Published: Dec. 13, 2023 By

Ashley CivelliThe fields of music and education are closely intertwined for transfer student Ashley Civelli.

Like any other musician, Civelli finds a very personal kind of magic in performing. As a clarinet player, Civelli depends on the instrument for inspiration. But she doesn’t operate in a musical vacuum. 

Soon after Civelli began connecting with music and performance on a personal level, she knew she wanted to share the experience with others.

“I’ve known I wanted to teach music since I was in 7th or 8th grade,” recalls Civelli, who graduates from the CU Boulder College of Music this month with a bachelor’s in music education (instrumental band emphasis). “It’s always been something that’s been there.”
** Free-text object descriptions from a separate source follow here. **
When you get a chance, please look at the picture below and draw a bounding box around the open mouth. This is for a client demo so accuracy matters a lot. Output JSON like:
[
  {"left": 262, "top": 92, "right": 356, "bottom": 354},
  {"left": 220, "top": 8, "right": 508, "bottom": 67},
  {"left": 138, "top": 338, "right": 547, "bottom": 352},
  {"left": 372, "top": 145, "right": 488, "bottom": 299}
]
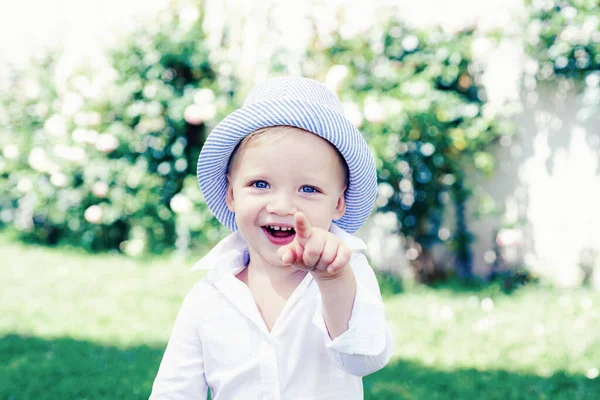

The dual drive to play and to teach is part of what brought Civelli from Connecticut, where she completed the first two years of her college career, to CU Boulder—a place she felt had more to offer in terms of her professional and personal ambitions. Transferring to the College of Music halfway through her undergraduate studies boiled down to a “gut feeling,” she recalls, a sense that Boulder was the right place to refine her skills.

Two years later, that intuitive leap to a new learning environment has proved invaluable. “I don’t think I really knew what was in store for me while I was transferring. I saw opportunities as they came up and I discovered more than I thought I would,” Civelli says, crediting her professors, TAs and fellow students with helping her find new dimensions to her playing and teaching. “I’m a far better clarinet player than I ever thought I could have been, and a far better teacher as well.”

True to the college’s mission to develop multiskilled, multifaceted universal musicians, Civelli found opportunities in both realms. Between playing high-profile performances with concert ensembles and coaching high school marching band students, Civelli’s time in Colorado has deepened her firsthand experience as both a musician and an educator, roles that are equally important as she looks beyond graduation.

“One of my strong beliefs in music education is that I am developing lifelong lovers of music,” Civelli says. “Whether they end up becoming professional musicians or not, at the end of the day they will be consuming music for the rest of their lives. Having the ability to explain why they like or do not like a song they hear, or why a guitar riff is really neat, is important.”

Congratulations to Ashley and all our winter grads!